China Sky - Bought A Lemon?

China Sky (CS) released last friday night details of its newly acquired subsidiary’s (Qingdao Zhongda - QZ) operating statistics (CS paid RMB450mln for QZ last year).

While QZ’s sales of RMB97.43mln was in line with management’s forecast, gross loss of RMB13mln was way below their guidance of RMB12mln gross profit. Net loss of RMB7.28mln for the quarter was also way below management’s guidance of RMB12-13mln net profit (was already brought down from its original target of RMB80-90mln in Jan ’08).

QZ also recognized an unexpected impairment loss on doubtful debt provision of RMB5.14mln, reflecting the RMB45,932,000 increase in consolidated trade receivables to RMB335,742,000. There could be more collection problems going forward with the significant downturn of the industry.

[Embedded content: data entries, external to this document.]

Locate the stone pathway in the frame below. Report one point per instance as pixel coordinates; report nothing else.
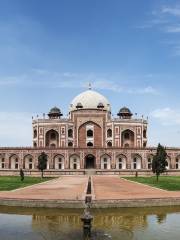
(114, 187)
(74, 188)
(63, 188)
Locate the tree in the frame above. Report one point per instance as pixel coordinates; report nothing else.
(42, 163)
(21, 175)
(159, 162)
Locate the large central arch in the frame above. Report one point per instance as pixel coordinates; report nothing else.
(89, 161)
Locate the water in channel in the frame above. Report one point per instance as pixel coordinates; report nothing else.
(65, 224)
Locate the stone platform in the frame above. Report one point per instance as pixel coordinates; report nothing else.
(106, 191)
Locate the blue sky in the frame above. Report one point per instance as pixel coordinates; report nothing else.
(50, 50)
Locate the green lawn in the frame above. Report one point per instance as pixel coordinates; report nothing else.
(12, 182)
(171, 183)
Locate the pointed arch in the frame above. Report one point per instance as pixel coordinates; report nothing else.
(58, 161)
(121, 161)
(105, 161)
(28, 162)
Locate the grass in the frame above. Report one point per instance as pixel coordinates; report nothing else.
(170, 183)
(11, 182)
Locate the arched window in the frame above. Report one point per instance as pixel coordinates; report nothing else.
(120, 163)
(16, 164)
(89, 133)
(144, 133)
(149, 163)
(70, 133)
(135, 163)
(35, 133)
(109, 144)
(53, 135)
(70, 144)
(30, 163)
(89, 144)
(126, 135)
(109, 133)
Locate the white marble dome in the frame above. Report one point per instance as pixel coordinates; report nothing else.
(90, 100)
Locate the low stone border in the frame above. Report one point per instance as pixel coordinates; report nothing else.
(121, 203)
(148, 202)
(34, 203)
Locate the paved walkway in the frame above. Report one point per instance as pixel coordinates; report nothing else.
(74, 188)
(113, 187)
(68, 188)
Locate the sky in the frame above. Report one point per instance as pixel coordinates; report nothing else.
(51, 49)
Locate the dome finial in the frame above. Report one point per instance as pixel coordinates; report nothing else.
(90, 86)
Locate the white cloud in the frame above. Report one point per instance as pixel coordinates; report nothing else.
(167, 116)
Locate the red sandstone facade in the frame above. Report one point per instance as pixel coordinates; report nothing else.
(88, 138)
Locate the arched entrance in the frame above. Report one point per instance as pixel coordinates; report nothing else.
(89, 162)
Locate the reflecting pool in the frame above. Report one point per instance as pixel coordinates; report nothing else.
(159, 223)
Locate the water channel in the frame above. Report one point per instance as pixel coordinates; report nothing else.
(65, 224)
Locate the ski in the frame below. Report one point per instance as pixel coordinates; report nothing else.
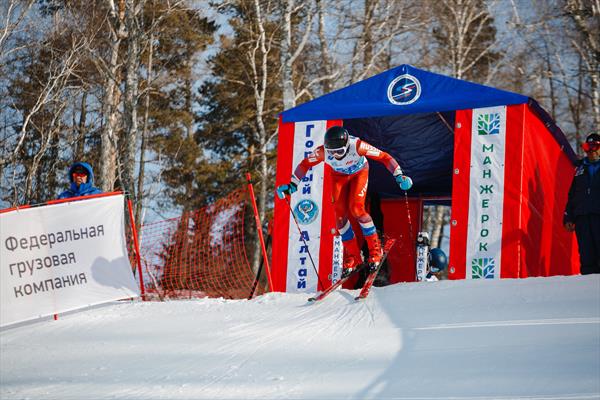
(323, 294)
(373, 274)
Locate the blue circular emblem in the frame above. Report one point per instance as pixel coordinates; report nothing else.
(306, 211)
(403, 90)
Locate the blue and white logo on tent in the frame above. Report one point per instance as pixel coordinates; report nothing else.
(405, 89)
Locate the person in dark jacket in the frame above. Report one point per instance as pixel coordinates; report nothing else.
(582, 213)
(81, 177)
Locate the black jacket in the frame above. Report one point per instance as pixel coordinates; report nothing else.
(584, 194)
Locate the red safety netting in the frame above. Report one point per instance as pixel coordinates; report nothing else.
(207, 252)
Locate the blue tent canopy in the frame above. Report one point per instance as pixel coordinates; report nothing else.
(400, 91)
(408, 113)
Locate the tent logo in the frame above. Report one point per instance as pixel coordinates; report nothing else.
(306, 211)
(488, 124)
(483, 268)
(405, 89)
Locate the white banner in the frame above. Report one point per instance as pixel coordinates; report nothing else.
(486, 201)
(63, 257)
(306, 203)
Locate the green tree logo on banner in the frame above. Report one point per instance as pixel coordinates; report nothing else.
(488, 124)
(483, 268)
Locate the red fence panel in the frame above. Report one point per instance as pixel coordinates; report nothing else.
(206, 252)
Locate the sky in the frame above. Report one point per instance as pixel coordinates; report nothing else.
(535, 338)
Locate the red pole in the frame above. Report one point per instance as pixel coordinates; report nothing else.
(259, 229)
(137, 249)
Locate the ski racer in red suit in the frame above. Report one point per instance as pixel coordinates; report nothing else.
(347, 156)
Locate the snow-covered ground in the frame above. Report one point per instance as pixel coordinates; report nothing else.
(527, 339)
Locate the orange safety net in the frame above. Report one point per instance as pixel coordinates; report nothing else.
(208, 252)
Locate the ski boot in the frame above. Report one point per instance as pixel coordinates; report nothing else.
(352, 257)
(375, 252)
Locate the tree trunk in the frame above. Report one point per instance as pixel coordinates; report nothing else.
(131, 98)
(108, 150)
(326, 83)
(289, 95)
(142, 168)
(81, 130)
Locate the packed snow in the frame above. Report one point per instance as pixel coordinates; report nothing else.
(536, 338)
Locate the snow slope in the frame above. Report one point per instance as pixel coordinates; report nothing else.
(535, 338)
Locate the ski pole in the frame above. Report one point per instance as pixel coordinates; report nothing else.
(412, 235)
(305, 244)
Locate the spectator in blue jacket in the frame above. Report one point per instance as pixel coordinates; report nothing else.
(81, 177)
(582, 213)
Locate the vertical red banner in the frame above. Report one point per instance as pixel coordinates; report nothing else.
(459, 218)
(281, 217)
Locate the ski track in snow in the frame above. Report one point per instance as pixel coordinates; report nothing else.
(530, 339)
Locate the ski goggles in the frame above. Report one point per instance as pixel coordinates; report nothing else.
(337, 152)
(590, 146)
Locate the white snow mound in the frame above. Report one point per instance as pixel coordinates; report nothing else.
(536, 338)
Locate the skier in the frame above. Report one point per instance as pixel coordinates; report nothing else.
(347, 156)
(438, 261)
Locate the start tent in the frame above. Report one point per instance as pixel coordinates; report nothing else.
(496, 157)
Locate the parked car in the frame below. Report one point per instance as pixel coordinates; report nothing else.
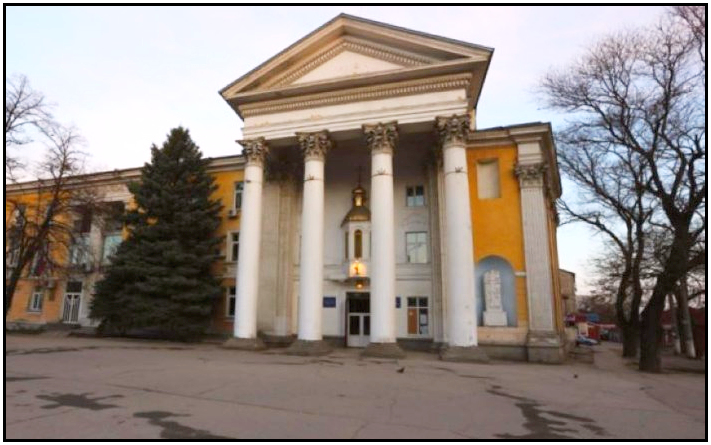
(583, 340)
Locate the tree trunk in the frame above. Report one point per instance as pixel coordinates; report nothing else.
(688, 336)
(10, 287)
(651, 335)
(630, 340)
(675, 325)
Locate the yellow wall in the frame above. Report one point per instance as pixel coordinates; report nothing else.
(225, 192)
(496, 222)
(54, 298)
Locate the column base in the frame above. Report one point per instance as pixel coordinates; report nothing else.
(245, 344)
(383, 350)
(309, 348)
(468, 354)
(545, 347)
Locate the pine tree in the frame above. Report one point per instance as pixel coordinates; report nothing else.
(160, 276)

As a result of the consolidated numbers, CS’s 3Q ‘08 gross margin fell from 35.6% to only 29.2%, while net margin fell from 23.6% to only 18.07%. Because of the acquisition, short term debts increased from zero to RMB66.8mln which resulted in RMB1.432mln interest costs for the quarter, and intangible assets increased from zero to RMB249.073mln, as CS paid RMB450mln for QZ while its book value was only RMB200.927mln.

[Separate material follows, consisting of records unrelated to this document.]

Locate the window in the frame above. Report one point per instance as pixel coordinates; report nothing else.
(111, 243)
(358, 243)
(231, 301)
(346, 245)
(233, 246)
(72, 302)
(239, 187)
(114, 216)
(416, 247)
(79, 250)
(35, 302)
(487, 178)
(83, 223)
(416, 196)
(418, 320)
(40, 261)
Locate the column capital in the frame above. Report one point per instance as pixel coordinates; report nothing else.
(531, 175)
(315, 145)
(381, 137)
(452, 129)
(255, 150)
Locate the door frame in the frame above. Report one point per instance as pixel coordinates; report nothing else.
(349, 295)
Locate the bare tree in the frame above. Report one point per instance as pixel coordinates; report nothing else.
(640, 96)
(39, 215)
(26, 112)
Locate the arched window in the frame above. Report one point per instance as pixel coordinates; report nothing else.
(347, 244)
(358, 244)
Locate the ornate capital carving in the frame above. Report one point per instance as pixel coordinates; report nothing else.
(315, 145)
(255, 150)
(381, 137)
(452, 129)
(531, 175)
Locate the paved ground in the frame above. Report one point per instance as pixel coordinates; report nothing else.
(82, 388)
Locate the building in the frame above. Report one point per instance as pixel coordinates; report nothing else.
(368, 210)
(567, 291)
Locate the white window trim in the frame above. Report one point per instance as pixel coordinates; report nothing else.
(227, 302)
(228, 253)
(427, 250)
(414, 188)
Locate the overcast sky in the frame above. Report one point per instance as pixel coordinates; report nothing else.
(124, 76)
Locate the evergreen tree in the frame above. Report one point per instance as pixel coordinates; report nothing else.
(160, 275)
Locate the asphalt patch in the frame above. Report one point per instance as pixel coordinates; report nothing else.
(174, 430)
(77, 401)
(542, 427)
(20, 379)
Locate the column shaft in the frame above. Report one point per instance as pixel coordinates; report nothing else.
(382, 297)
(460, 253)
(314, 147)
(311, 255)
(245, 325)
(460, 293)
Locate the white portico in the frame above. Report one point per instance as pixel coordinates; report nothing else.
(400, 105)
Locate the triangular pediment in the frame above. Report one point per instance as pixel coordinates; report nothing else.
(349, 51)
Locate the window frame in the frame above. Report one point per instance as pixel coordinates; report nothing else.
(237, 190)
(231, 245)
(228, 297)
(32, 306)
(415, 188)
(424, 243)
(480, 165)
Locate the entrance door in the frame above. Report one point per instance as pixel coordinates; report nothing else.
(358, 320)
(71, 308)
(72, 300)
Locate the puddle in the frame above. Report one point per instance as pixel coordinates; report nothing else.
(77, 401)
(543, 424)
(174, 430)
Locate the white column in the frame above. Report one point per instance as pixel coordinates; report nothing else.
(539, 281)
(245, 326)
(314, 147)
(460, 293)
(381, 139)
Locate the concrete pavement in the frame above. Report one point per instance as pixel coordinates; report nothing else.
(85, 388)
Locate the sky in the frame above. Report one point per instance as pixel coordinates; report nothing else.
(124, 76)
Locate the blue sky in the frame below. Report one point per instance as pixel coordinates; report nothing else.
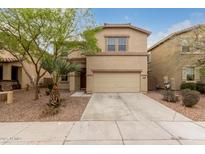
(160, 22)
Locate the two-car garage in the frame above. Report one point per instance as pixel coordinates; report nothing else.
(116, 73)
(116, 82)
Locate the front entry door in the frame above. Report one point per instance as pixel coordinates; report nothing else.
(14, 73)
(83, 79)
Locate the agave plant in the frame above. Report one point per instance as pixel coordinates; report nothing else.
(57, 67)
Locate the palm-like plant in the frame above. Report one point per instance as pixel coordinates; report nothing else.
(57, 67)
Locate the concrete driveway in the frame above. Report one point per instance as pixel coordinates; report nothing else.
(111, 118)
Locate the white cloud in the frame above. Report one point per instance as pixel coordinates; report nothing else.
(155, 37)
(127, 19)
(194, 18)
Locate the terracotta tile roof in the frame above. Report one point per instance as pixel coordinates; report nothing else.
(175, 34)
(5, 56)
(127, 25)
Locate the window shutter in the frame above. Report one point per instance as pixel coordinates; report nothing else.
(197, 73)
(183, 73)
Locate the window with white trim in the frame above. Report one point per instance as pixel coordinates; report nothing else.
(118, 44)
(64, 77)
(190, 74)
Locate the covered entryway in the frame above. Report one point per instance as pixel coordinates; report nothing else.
(116, 82)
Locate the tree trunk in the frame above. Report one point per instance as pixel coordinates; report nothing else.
(36, 97)
(55, 96)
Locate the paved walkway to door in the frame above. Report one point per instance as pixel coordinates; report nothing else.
(111, 118)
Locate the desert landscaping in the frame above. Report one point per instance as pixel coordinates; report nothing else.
(24, 108)
(196, 113)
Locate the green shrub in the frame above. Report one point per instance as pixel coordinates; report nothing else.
(169, 96)
(190, 97)
(200, 87)
(191, 86)
(50, 86)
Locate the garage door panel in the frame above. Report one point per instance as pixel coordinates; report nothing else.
(116, 82)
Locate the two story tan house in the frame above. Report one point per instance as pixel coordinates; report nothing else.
(173, 57)
(121, 66)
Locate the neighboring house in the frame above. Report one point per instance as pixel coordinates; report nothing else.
(173, 57)
(11, 72)
(121, 66)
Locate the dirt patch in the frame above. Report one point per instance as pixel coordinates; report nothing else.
(196, 113)
(25, 108)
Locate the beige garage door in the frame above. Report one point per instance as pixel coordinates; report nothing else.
(116, 82)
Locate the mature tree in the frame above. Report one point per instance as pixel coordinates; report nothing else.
(29, 34)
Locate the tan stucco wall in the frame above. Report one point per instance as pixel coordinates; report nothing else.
(116, 62)
(137, 41)
(168, 60)
(23, 78)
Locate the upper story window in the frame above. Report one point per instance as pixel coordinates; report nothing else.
(190, 73)
(117, 44)
(111, 44)
(64, 77)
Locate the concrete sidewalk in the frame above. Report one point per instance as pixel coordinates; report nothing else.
(111, 119)
(102, 132)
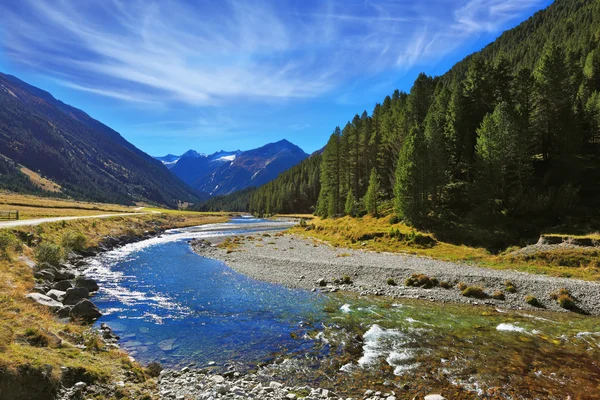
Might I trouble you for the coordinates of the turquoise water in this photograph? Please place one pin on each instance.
(171, 305)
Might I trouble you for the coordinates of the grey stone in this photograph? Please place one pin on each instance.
(62, 285)
(57, 295)
(87, 283)
(86, 310)
(75, 295)
(44, 300)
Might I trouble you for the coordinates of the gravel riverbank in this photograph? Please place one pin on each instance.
(302, 263)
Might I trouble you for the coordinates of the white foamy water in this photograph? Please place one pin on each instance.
(511, 328)
(100, 267)
(389, 344)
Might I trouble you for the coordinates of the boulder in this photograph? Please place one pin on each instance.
(75, 295)
(87, 283)
(44, 274)
(85, 310)
(64, 312)
(57, 295)
(44, 300)
(62, 285)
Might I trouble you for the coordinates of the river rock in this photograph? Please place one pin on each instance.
(57, 295)
(62, 285)
(75, 295)
(86, 310)
(87, 283)
(44, 300)
(64, 312)
(44, 274)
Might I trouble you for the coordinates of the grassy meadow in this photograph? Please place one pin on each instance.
(379, 234)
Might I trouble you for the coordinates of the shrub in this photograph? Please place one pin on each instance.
(445, 285)
(510, 287)
(36, 338)
(48, 252)
(498, 295)
(394, 219)
(474, 291)
(564, 299)
(532, 301)
(8, 241)
(421, 280)
(74, 240)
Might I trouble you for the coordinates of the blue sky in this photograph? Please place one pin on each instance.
(211, 75)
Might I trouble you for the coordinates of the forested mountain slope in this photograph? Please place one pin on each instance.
(225, 172)
(510, 136)
(86, 158)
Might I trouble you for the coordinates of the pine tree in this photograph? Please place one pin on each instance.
(350, 207)
(553, 113)
(372, 195)
(504, 163)
(411, 179)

This is a huge sum of goodwill to pay for a loss making company. If CS is not able to turn QZ around soon, it may have to writedown the goodwill which will negatively impact its bottomline as well as shareholders funds.

And worse of all, the acquisition of QZ was announced at the beginning of 2008 and due to much delays, only completed in 3Q08. Since then, the chemical fibre industry has gone into a significant downturn with CS expecting its 4Q ‘08 performance to be negatively impacted by tight credit, falling demand, significant decline in raw material and selling prices, plunging export demand (estimated at 50- 60% of industry sales) and high fixed cost nature of their business (depreciation represents 15% of profits and 3% of sales). 1H2009 is also not expected to see any improvement.

No wonder that CS’s market cap is only S$195.5mln which is a discount even to its net cash position of S$217.5mln (shareholders funds excluding intangible assets total S$568.7mln). We do not have a rating on CS but have a hold rating on CS’s competitor Li Heng Chemical Fibre.